Fra Mauro’s world map (c. 1448-1459): mapping, mediation and the Indian Ocean world in the early Renaissance
By Marianne O’Doherty
Wasafiri, Vol.26:2 (2011)
Introduction: Begun around 1448 and completed some time before 1459, Fra Mauro’s World map, illustrated in the figure accompanying this article, is a beautiful object. Its designer, Fra Mauro, was an inmate of the Camaldulian monastery of San Michele on Murano, and worked on the map over a period of some years with the assistance of a workshop including fellow-monks and the Venetian galley captain and cartographer, Andrea Bianco. Around 4 m. square and mounted on boards that enable it to be hung on a wall, the map was clearly intended for display. Beyond this, however, its purposes are obscure; on the one hand an inscription on its face declares that it was created ‘a contemplation de questa Illustrissima Signoria’, implying a close connection with the Venetian state.
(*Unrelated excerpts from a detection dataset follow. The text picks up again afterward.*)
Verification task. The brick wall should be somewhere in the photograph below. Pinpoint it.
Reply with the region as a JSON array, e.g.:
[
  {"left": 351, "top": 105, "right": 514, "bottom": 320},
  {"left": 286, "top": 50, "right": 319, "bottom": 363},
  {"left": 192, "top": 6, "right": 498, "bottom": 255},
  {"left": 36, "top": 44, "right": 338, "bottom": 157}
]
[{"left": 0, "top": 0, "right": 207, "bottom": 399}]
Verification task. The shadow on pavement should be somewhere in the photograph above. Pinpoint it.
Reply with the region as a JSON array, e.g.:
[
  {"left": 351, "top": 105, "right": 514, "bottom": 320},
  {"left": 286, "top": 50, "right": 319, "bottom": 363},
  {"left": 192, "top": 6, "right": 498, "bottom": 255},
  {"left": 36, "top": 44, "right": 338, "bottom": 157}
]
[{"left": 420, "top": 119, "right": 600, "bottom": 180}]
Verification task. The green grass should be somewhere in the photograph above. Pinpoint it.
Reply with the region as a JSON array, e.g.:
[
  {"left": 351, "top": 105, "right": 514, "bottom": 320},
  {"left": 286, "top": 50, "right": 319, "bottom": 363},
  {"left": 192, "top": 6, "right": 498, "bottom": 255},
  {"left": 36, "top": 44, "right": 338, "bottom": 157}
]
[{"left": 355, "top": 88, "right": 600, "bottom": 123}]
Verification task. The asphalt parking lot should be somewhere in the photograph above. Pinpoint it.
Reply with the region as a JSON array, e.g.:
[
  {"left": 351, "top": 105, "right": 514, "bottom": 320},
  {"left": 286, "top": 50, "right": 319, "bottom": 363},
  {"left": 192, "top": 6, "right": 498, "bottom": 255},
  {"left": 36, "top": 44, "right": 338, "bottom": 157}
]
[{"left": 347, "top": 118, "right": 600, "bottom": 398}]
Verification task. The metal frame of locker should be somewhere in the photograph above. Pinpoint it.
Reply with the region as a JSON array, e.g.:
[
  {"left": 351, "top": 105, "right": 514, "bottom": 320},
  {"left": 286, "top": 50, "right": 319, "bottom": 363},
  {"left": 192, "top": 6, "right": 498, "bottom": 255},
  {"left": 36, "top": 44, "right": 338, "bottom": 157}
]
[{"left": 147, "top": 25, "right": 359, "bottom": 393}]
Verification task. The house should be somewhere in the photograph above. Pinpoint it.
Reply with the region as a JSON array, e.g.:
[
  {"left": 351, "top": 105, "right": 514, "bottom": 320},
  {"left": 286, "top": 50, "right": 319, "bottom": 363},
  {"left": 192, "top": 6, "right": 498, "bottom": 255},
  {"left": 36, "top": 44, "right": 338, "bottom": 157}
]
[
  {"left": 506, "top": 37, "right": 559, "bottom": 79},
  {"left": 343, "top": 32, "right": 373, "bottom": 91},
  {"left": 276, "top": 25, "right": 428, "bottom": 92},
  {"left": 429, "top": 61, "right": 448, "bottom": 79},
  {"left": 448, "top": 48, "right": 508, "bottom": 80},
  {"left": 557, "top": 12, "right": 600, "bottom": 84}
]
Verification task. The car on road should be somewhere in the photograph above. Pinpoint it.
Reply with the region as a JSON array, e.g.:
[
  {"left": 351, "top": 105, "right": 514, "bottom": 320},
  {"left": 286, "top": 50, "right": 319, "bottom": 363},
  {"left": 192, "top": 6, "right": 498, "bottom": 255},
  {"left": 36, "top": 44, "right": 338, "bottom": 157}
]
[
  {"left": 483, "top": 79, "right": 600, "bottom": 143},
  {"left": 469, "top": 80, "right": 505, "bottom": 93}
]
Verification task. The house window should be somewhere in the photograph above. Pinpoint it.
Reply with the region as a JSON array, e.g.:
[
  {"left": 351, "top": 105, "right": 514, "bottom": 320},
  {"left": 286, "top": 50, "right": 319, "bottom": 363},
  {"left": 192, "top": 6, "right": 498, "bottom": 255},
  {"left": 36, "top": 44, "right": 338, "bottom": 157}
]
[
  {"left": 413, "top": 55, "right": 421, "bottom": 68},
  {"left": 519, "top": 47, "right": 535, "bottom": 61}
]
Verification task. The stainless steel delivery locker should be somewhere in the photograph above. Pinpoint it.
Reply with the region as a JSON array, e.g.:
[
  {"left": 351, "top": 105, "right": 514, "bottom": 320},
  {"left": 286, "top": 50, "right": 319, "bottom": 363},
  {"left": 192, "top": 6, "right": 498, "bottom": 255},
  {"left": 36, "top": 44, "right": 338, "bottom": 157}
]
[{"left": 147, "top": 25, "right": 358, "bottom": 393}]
On the other hand, there is no record of the map ever hanging anywhere other than the church and hall (aula) of the monastery where it was produced. The map as a whole is fascinating, and has been an object both of wonder and of scholarship for historians of cartography, exploration and culture for hundreds of years. Recently, Piero Falchetta’s superb edition and English translation of its c. 3000 Venetian legends, published with copious notes and CD-Rom with high-resolution reproduction of map has made it accessible, for the first time, to a wider audience of students and non-specialists.